Aaron Smith – the butcher
• Not that the All Blacks started brilliantly: the way that Aaron Smith butchered a try coming straight towards me at the ground made up for the mistakes of the Wobs up to then.
• Then Fardy got pinged in the lineout not long after. I love the way he plays but there is a good reason why he was one of the most penalised guys in Super Rugby this year: he is not as good as the Kiwis are at being invisible—though he had a good run for his money on the last EOYT.
• The 30 metre kick-throughs by the Blacks were effective as they had the Aussie fullback coming forward and someone else running back to retrieve the ball and getting in each other’s way. I thought Hansen out-coached McKenzie in this element of rugby but, strangely, they started to kick longer in the second half.

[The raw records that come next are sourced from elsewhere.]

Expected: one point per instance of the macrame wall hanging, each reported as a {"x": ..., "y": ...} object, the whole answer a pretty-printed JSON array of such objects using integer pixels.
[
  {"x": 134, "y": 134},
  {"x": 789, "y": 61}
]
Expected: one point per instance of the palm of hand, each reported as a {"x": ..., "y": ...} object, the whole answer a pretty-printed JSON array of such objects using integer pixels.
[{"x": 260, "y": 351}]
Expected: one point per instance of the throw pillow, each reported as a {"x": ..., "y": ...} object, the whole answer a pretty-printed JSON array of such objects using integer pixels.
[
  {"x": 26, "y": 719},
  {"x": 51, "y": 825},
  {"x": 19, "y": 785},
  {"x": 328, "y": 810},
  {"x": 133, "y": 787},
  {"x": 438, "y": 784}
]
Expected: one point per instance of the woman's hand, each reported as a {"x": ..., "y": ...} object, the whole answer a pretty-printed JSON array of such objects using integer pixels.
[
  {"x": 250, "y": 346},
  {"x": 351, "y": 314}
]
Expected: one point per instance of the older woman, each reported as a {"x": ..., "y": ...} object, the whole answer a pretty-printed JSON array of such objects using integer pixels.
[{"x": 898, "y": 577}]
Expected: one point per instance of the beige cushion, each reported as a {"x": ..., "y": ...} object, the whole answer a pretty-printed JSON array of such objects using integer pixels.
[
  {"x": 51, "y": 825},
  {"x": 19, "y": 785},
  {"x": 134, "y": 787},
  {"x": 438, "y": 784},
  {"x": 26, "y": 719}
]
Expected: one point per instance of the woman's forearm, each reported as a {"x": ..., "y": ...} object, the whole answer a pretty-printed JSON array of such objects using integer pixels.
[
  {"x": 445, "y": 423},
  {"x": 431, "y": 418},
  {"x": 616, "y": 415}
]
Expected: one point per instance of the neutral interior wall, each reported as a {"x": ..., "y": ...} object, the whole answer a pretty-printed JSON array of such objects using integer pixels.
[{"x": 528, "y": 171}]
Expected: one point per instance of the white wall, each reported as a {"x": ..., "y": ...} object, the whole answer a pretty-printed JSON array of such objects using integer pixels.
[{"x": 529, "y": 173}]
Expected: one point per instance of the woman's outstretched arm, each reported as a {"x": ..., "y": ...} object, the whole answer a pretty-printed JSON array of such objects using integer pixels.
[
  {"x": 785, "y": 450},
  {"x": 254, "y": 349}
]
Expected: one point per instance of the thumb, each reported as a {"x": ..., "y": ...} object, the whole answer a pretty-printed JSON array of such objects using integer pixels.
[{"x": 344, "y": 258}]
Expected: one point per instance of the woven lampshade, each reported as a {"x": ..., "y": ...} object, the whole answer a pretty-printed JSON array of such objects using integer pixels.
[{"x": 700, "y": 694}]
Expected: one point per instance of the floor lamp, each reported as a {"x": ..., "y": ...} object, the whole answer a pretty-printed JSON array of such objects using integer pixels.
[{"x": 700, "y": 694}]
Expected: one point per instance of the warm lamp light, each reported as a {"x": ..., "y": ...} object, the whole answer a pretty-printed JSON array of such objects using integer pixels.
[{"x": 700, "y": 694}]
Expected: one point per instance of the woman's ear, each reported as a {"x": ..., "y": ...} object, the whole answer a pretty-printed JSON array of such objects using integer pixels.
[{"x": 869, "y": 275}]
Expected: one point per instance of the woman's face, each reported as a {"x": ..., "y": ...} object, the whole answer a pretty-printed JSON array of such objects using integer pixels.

• Peyper had a horrible game in the Super Rugby semi-final at Allianz Stadium and was poor at ANZ also in Bledisloe I. The most considerate, yet also the worst thing you could say about him is that he tried his best.
He is supposed to be the fifth-ranked referee in the world. This game deserved a higher ranked ref and as it turned out the conditions made that more necessary.
Say what you want about Joubert and the Super Rugby final but he let the game breathe. Peyper nearly suffocated the test match.
Jaco Peyper – the game needed to breathe
• One could see that the election to scrum before half time took advantage of the All Black yellow card which rid the NZ oprichniki of one of their raiding backrowers, but I was almost in despair when that decision was made instead of taking the easy penalty goal.
• Pat McCabe and Rob Horne were not bad types of wingers for the conditions as it turned out, and Horne had a strong game, but they needed a fit Henry Speight to score that try we blew and we had nobody else in the stable of that Ioane type when the big chance came.
My first thought at the ground was that the Waratahs would have scored that try and watching highlights in the news didn’t make me change my opinion. To be fair the Tahs woud have benefited from months of playing together—but it was still a what-if moment.
And one wondered why a field goal attempt was not set up near the end of the game. What-if.
• The All Blacks were not the commanding figures of recent times and nor were they when the Wallabies stopped their winning streak in Brisbane with another try-less draw two years ago; but full marks to the Black Death for trying to run the ball from their own half at the end of the game (on both occasions) trying to keep their streak going.
Romain Poite – will be harsher on the Wallabies’ scrum at Eden Park
• I’m only up to 20 minutes of the replay, having seen news highlights already of some items mentioned. I will spare readers from “War and Peace” but at the ground I thought that Romain Poite would be harsher on our scrums at Eden Park than Jaco was at ANZ.
• The 1984 Wallaby backs would have done better in the rain than this lot. Thirty years ago they played close and you would often see three backs just a couple of metres apart moving the ball to each other and maybe some of them looping around. The short passes they used would have been better than the longer Harbour Bridge passes with a wet ball I saw on Saturday night.
• It was good to see the physicality of the Aussie teams in the Super Rugby semi-final a few weeks ago reproduced by all the Wallaby forwards in the test match.
• Despite my criticisms, the Wallabies did better in the rain than they have in the past when they have been like babes in the woods. Their one-point win against Argentina in Perth last year was also a good rain effort; so maybe there is a favourable Wallaby wet weather forecast for the World Cup next year.